Blog in pausa

Pur amando oltre ogni immaginazione blaterare per ore e spargere un pò della mia idiozia per il mondo, mi sono accorta di non riuscire a mantenere un equilibrio tra “cose che devo fare” e “cose che amo fare”. In realtà la distinzione non è così netta e le “cose che devo fare” in realtà coincidono in gran parte con quelle che amo fare, ma che in realtà mi porteranno a fare quello che amo tra un tempo più o meno lungo, mentre le “cose che amo fare” mi piacciono si, ma mi danno gioia nell’immediato e hanno poco futuro.

Ok, come al solito non si è capito un cavolo di niente di quello che volevo dire. Ed è giusto così. E’ giusto che io vi lasci con un blatermento incomprensibile e un ARRIVEDERCI, a quando la mia vita sarà rientrata nei giusti binari, e a quando uscire da quei binari una volta ogni tanto non significherà restarci fuori per settimane.

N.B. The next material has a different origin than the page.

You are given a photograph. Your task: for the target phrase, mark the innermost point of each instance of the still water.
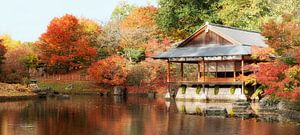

Nel frattempo io continuerò a cucinare e a provare ogni tipo di prodotto che ho ancora nelle mie scatole nell’armadio e un giorno, quando saranno finiti, anche prodotti che troverò in giro. Se volete continuare a seguirmi c’è sempre il mio profilo FB:

FRAU FRA, alias Fra Scanzani

Intanto ricordatemi così, un pò pirata e un pò donna baffuta.

Pinkonigli e mele

Non che io sia mai stata una grande fan di San Valentino… e infatti non lo sono. Voglio dire, ci sono già altri 364 giorni nell’anno per ricevere regali dal proprio ragazzo, non vedo perché infierire anche l’ultimo. Ma si sa, io sono una persona tremendamente cattiva, quindi ho obbligato Mr Geom a festeggiare il nostro amore anche oggi.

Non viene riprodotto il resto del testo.